(JTA) – A British university distanced itself from faculty accused of barring Jews from a public lecture that they organized on campus about Israel’s alleged “reproductive sabotage” against Arabs.
A spokesman for the University of Warwick, located 90 miles northwest of London, said Wednesday’s event “was organized by group of researchers and students” and “was not organized by the University.” The university has received a complaint concerning the alleged barring by the university’s Lisa Tilley of at least three Jews from the event, which was advertised as open to the public, the spokesman also said.
“A complaint has been made to the University about this event which we are now considering and which we will respond to,” university spokesman Tom Frew told JTA.
According to David Collier, a journalist and blogger on anti-Semitism, Tilley stopped him and two other Jews, Mandy Blumenthal and Yochy Davis, at the entrance to the lecture room, asked to see their identity cards and refused to admit them into the room after inspecting them.
Tilley, a member of the faculty at Warwick’s School of Politics and International Relations, was not reachable on her work phone Friday and did not reply to a JTA query about the discrimination complaint by Collier.

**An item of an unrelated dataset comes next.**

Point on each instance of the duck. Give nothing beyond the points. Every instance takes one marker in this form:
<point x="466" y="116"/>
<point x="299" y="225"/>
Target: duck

The event was a lecture by Sigrid Vertommen, a researcher from the Department of Global Health and Social Medicine at King’s College London. The invitation to the event said that Israel’s policy of subsidizing multiple fertilization procedures to its citizens is “primarily aimed to serve the reproductive rights of its Jewish population at the expense of the indigenous Palestinian population.”
Israel has 1.2 million Arab Palestinian citizens, who are entitled to the same medical treatment as Israeli citizens.

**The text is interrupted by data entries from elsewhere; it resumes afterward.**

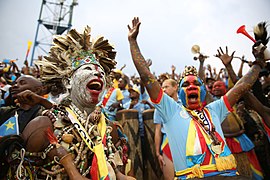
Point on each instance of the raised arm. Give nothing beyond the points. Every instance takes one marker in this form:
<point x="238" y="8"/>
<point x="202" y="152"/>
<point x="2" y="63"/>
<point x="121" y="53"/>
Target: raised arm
<point x="245" y="83"/>
<point x="226" y="60"/>
<point x="147" y="77"/>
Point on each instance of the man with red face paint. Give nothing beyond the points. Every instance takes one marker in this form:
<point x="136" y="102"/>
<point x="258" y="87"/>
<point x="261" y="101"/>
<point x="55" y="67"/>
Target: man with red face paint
<point x="195" y="136"/>
<point x="219" y="89"/>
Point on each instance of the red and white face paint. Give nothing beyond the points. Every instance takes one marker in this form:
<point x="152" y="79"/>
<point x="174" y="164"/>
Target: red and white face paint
<point x="192" y="92"/>
<point x="87" y="85"/>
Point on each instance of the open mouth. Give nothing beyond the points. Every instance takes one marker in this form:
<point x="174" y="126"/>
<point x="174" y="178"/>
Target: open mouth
<point x="95" y="85"/>
<point x="193" y="97"/>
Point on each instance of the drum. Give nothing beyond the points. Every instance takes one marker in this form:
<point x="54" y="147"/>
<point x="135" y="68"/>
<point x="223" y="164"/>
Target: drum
<point x="152" y="168"/>
<point x="128" y="118"/>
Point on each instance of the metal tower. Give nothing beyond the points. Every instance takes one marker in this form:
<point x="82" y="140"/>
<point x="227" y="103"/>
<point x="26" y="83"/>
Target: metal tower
<point x="54" y="19"/>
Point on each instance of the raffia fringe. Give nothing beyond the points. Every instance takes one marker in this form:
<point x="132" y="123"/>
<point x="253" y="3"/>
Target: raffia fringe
<point x="225" y="163"/>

“Rather than understanding Israel’s fertility policies in terms of rights, choice, peace and reconciliation,” the invitation to the event read, “it will propose a reproductive sabotage framework.”
Vertommen did not reply to a JTA request for comment.

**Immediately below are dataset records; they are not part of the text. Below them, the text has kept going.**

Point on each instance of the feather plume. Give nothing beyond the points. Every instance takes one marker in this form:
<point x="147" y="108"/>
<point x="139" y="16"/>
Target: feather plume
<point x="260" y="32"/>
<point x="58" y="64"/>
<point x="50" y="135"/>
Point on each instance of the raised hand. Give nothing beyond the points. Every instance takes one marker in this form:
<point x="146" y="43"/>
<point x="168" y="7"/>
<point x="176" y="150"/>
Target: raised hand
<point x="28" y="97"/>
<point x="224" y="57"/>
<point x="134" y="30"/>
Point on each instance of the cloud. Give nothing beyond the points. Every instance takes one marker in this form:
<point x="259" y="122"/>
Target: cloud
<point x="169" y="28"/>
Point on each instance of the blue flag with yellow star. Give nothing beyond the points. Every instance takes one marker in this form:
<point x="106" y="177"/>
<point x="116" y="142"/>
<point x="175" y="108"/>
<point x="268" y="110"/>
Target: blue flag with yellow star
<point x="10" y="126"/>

Shimon Samuels, the director of international relations for the Simon Wiesenthal Center, told JTA that the “blood libel” of calling Israel’s fertility practices as “reproductive sabotage” betrayed an “anti-Semitic bias” that contributes to making the University of Warwick “the leading university in the United Kingdom in terms of denying Israel’s right to exist,” which he said translates itself to the intimidation and discrimination of Jewish students.
In 2013, the university paid $1,380 to an Israeli student, Smadar Bakovic, as compensation for failing to find her a new supervisor after she complained that the one assigned to her had a bias against her because of her country of birth.
Frew, the university spokesman, did not reply to JTA’s request for a reaction on criticism against the university for hosting Vertommen’s lecture.